THE WORLD’S ROOKIES
Three years ago, Nick Newlin hadn’t heard of rugby league, but is now heading to the World Cup with the USA Hawks. An ex-Marine who played American football, baseball, soccer and rugby union growing up, he immediately loved league after attending a try-out in 2014.
“If I had known there was a sport called rugby league when I started rugby union, I would have gravitated towards it,” says Newlin. “I think it just fits the American football style a lot better than rugby union.
“I enjoyed it a lot and had a good season, and was voted captain and coaches’ player, and all those good things that went along with it. So 2014 was a good year and a good introduction to rugby league.”

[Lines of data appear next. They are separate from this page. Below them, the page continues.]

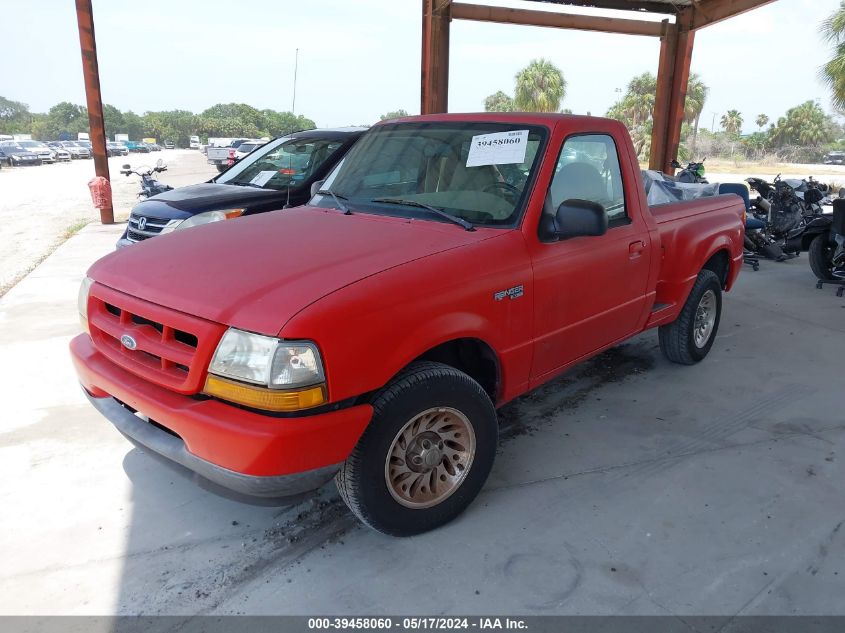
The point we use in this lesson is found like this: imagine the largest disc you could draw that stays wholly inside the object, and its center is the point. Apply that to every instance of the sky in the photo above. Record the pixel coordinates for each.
(360, 59)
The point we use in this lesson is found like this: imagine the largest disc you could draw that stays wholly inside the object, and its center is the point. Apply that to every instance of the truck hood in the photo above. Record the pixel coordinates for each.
(257, 272)
(209, 196)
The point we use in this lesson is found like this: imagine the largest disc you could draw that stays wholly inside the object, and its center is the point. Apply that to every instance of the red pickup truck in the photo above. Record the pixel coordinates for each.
(449, 264)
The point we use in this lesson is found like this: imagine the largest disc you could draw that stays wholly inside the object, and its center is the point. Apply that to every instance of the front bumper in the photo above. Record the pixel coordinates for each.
(248, 452)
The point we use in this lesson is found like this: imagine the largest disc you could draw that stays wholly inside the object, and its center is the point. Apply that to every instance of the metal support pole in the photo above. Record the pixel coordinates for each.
(434, 95)
(91, 73)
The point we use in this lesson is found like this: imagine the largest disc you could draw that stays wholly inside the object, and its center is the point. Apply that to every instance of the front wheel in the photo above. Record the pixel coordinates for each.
(425, 454)
(688, 339)
(821, 257)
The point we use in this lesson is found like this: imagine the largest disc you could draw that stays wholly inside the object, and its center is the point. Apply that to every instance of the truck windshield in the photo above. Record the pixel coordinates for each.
(479, 172)
(285, 162)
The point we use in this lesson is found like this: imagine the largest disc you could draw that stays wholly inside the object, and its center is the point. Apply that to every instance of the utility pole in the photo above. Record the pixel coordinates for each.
(91, 73)
(295, 68)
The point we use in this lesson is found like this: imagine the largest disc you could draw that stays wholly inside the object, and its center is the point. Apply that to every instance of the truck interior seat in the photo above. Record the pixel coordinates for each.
(577, 181)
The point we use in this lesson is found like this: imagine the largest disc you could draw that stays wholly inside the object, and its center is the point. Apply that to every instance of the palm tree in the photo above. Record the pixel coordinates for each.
(833, 72)
(540, 87)
(694, 105)
(732, 122)
(498, 102)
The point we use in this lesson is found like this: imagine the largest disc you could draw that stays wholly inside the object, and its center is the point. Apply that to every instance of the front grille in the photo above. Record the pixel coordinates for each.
(171, 349)
(152, 227)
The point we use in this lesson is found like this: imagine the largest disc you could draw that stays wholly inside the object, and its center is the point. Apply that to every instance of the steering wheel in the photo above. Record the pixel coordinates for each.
(507, 187)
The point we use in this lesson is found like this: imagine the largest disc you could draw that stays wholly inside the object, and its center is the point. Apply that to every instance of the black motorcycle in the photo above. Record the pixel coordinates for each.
(149, 185)
(692, 173)
(786, 206)
(827, 244)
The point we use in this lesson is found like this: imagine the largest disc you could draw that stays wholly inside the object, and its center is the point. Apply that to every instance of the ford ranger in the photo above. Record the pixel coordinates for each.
(447, 265)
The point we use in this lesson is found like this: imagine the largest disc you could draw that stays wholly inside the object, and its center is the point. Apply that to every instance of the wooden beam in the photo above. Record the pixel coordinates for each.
(649, 6)
(529, 17)
(91, 75)
(672, 77)
(706, 12)
(434, 93)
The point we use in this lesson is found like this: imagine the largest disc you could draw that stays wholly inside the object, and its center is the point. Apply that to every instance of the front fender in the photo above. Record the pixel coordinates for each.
(370, 330)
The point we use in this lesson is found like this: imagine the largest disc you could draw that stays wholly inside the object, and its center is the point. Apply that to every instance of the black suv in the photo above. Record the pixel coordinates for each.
(274, 176)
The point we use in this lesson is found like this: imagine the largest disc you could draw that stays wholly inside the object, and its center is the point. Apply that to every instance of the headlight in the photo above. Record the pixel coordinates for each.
(289, 374)
(82, 302)
(207, 218)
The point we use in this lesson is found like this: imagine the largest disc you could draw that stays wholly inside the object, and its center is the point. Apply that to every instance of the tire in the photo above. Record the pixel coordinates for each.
(683, 340)
(429, 402)
(820, 257)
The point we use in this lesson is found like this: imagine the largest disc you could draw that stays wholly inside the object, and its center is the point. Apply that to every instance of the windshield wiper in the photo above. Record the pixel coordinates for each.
(337, 200)
(240, 183)
(466, 224)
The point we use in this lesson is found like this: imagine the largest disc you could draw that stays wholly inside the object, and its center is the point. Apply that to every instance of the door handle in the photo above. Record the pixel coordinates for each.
(635, 249)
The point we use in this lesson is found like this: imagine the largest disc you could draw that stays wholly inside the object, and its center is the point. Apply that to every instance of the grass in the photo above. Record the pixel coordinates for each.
(68, 233)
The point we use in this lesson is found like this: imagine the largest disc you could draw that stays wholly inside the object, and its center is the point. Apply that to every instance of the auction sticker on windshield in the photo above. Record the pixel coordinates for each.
(262, 178)
(498, 148)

Three Australians helped Newlin and the Atlanta Rhinos learn the game – including American-based league pioneer Daryl “Spinner” Howland – and used American football terminology to speed up the transition.
“How Spinner Howland sold it to us – the mindset of 13 linebackers versus 13 running backs, just going at each other for 80 minutes – was a big draw for a lot of us,” Newlin says.
“In college, I played linebacker – that taught me a lot about tackling. I think it was better for me going into league. I think in league, making upwards of 35-40 tackles, taking what I learned in football on the rugby field is an advantage.
“I feel that’s the strongest part of my game, defensively, and keeping guys in front of me and making strong tackles.”
Newlin is one of 12 domestic-based players in the Hawks’ World Cup side. They’ve decided against picking heritage players to give their local products a chance to play against the best.
The Americans wrap-up the Cook Islands' Jordan Rapana at the 2013 World Cup.